Like the geranium, which bloomed in spring and again in late summer…


The white coneflower, which was eaten by rabbits in the spring before it could bloom and finally decided to try again…

coneflower bud

The tomatoes, which did produce lots of fruit during the normal growing season and tried again anyway…

tomato flower

A sunflower that sprouted extra blooms after the main flower head had gone to seed…
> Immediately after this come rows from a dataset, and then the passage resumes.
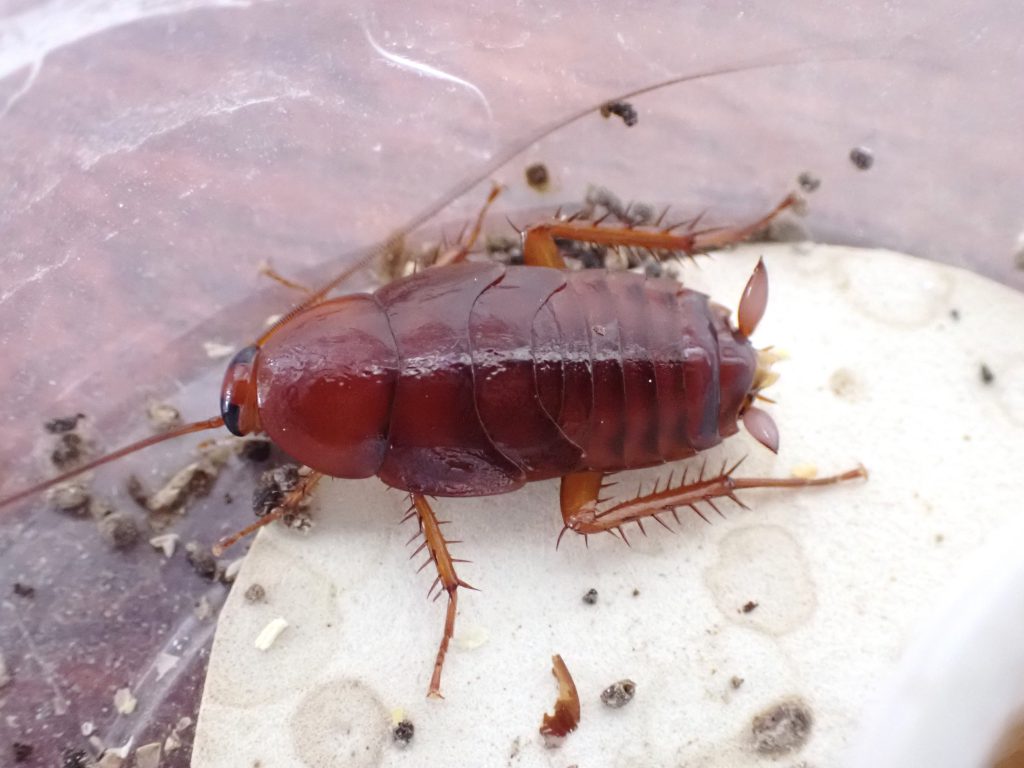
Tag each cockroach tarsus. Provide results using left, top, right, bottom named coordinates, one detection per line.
left=0, top=52, right=866, bottom=704
left=541, top=655, right=580, bottom=745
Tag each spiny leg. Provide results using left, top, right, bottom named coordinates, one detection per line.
left=559, top=460, right=867, bottom=543
left=523, top=195, right=798, bottom=269
left=404, top=494, right=476, bottom=698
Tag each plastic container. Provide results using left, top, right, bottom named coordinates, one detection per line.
left=0, top=2, right=1024, bottom=768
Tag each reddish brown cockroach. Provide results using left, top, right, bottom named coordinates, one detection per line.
left=0, top=48, right=864, bottom=695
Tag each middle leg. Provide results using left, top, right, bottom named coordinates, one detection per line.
left=559, top=462, right=867, bottom=541
left=406, top=494, right=475, bottom=698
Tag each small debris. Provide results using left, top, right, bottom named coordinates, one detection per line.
left=150, top=534, right=181, bottom=559
left=763, top=215, right=811, bottom=243
left=164, top=717, right=193, bottom=755
left=135, top=741, right=160, bottom=768
left=243, top=584, right=266, bottom=603
left=751, top=698, right=814, bottom=757
left=193, top=595, right=214, bottom=622
left=96, top=744, right=128, bottom=768
left=46, top=480, right=92, bottom=517
left=60, top=750, right=90, bottom=768
left=850, top=146, right=874, bottom=171
left=601, top=101, right=640, bottom=128
left=452, top=625, right=490, bottom=650
left=13, top=582, right=36, bottom=600
left=114, top=688, right=138, bottom=715
left=145, top=402, right=181, bottom=432
left=96, top=511, right=139, bottom=551
left=253, top=464, right=312, bottom=530
left=185, top=542, right=217, bottom=582
left=10, top=741, right=33, bottom=763
left=391, top=718, right=416, bottom=750
left=526, top=163, right=551, bottom=191
left=220, top=557, right=246, bottom=584
left=253, top=616, right=288, bottom=650
left=541, top=655, right=580, bottom=749
left=239, top=437, right=273, bottom=464
left=601, top=680, right=637, bottom=710
left=50, top=432, right=88, bottom=470
left=43, top=414, right=85, bottom=434
left=203, top=341, right=234, bottom=360
left=154, top=650, right=181, bottom=680
left=797, top=171, right=821, bottom=194
left=143, top=455, right=224, bottom=515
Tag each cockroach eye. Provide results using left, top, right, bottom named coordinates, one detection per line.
left=220, top=344, right=259, bottom=437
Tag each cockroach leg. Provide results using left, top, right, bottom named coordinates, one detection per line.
left=410, top=494, right=476, bottom=698
left=523, top=195, right=799, bottom=268
left=433, top=184, right=502, bottom=266
left=522, top=224, right=565, bottom=269
left=541, top=655, right=580, bottom=738
left=559, top=460, right=867, bottom=541
left=259, top=261, right=313, bottom=294
left=213, top=471, right=324, bottom=557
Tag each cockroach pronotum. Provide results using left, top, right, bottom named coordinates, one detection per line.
left=0, top=48, right=865, bottom=696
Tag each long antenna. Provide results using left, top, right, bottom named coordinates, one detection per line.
left=0, top=416, right=224, bottom=509
left=256, top=41, right=881, bottom=346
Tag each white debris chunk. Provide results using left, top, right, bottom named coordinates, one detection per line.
left=114, top=688, right=138, bottom=715
left=255, top=616, right=288, bottom=650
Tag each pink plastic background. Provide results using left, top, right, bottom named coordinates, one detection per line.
left=0, top=0, right=1024, bottom=768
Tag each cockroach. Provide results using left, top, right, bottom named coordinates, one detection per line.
left=0, top=48, right=865, bottom=696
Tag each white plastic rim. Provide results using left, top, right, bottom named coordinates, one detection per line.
left=848, top=512, right=1024, bottom=768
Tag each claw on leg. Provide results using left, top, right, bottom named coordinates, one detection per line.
left=410, top=494, right=475, bottom=698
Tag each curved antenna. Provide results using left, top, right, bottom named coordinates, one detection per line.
left=256, top=41, right=882, bottom=346
left=0, top=416, right=224, bottom=509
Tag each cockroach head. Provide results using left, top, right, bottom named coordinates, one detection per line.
left=220, top=344, right=260, bottom=437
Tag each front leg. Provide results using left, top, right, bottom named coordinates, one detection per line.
left=523, top=195, right=798, bottom=269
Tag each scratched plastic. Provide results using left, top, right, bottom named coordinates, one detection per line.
left=0, top=0, right=1024, bottom=768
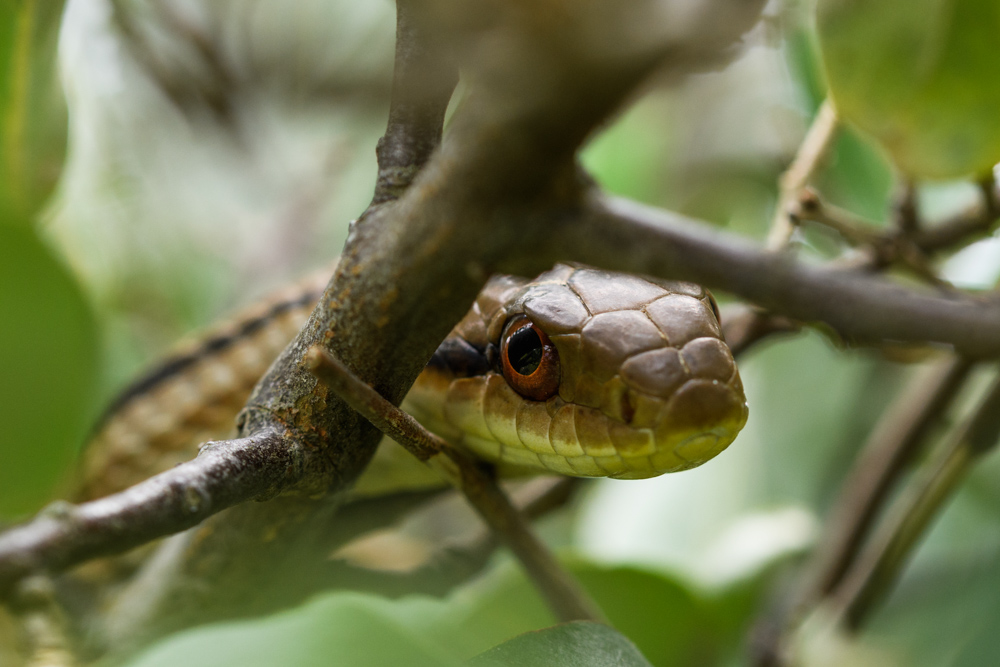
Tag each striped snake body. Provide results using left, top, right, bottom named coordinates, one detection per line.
left=77, top=265, right=747, bottom=500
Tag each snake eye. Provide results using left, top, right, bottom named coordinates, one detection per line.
left=500, top=315, right=559, bottom=401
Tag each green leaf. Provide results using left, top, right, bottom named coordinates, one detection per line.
left=469, top=621, right=652, bottom=667
left=817, top=0, right=1000, bottom=178
left=121, top=584, right=458, bottom=667
left=0, top=0, right=66, bottom=220
left=0, top=222, right=97, bottom=517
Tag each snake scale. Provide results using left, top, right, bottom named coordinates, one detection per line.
left=76, top=265, right=747, bottom=500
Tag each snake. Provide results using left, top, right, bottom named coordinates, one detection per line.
left=76, top=264, right=748, bottom=500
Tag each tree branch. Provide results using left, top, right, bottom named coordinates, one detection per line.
left=564, top=197, right=1000, bottom=357
left=306, top=346, right=604, bottom=622
left=832, top=368, right=1000, bottom=630
left=801, top=359, right=972, bottom=604
left=0, top=430, right=296, bottom=597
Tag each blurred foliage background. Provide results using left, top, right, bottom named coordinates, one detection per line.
left=0, top=0, right=1000, bottom=667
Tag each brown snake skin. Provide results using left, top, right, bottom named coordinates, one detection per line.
left=76, top=265, right=747, bottom=500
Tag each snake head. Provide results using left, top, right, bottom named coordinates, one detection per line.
left=410, top=265, right=747, bottom=478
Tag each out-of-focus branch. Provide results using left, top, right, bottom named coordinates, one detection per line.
left=572, top=197, right=1000, bottom=357
left=372, top=0, right=458, bottom=204
left=11, top=575, right=77, bottom=667
left=912, top=174, right=1000, bottom=253
left=721, top=305, right=802, bottom=359
left=314, top=477, right=582, bottom=597
left=0, top=431, right=296, bottom=595
left=800, top=358, right=972, bottom=604
left=306, top=347, right=603, bottom=622
left=832, top=370, right=1000, bottom=629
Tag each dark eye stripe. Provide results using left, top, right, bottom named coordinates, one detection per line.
left=500, top=315, right=560, bottom=401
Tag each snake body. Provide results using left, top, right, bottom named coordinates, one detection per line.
left=78, top=265, right=747, bottom=499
sunflower buds growing at the base of each leaf

The broccoli, which didn’t make any progress until October…

broccoli plant

The dahlia that didn’t even send up leaves until late August…

dahlia buds

And the feverfew that has been blooming all season long.

feverfew flowers

Judging by our front yard, bumblebees sleep in hollyhocks.


They rest in or cling to the blooms, sometimes upside-down.

bumblebees in two hollyhock flowers

This sleeping bumblebee must have been too tired to leave after gathering so much pollen.

a bumblebee covered in hollyhock pollen

I gently petted this bee, and he kicked his legs out but didn’t fly away. It made me think of a protesting teenager: “Five more minutes, Mom!”

a sleepy bee kicking its legs

Looking bedraggled after spending a night in the rain.

a wet bumblebee resting on a hollyhock flower

Do not disturb.

a bee sleeping in a pink hollyhock flower

I couldn’t resist stopping on my way to work to take photos at Como Park. The trees were spectacular in the morning sunshine:

Como Park in sun

On the way home, I had to stop to admire the artistic clouds from the storms rolling through the Twin Cities:

Como Park with a storm rolling in

Our perennial garden has been full of bees, wasps and other insects for the last couple of weeks.

yellow jacket crawling on pearly everlasting

The pearly everlasting is especially enticing to this pair of paper wasps.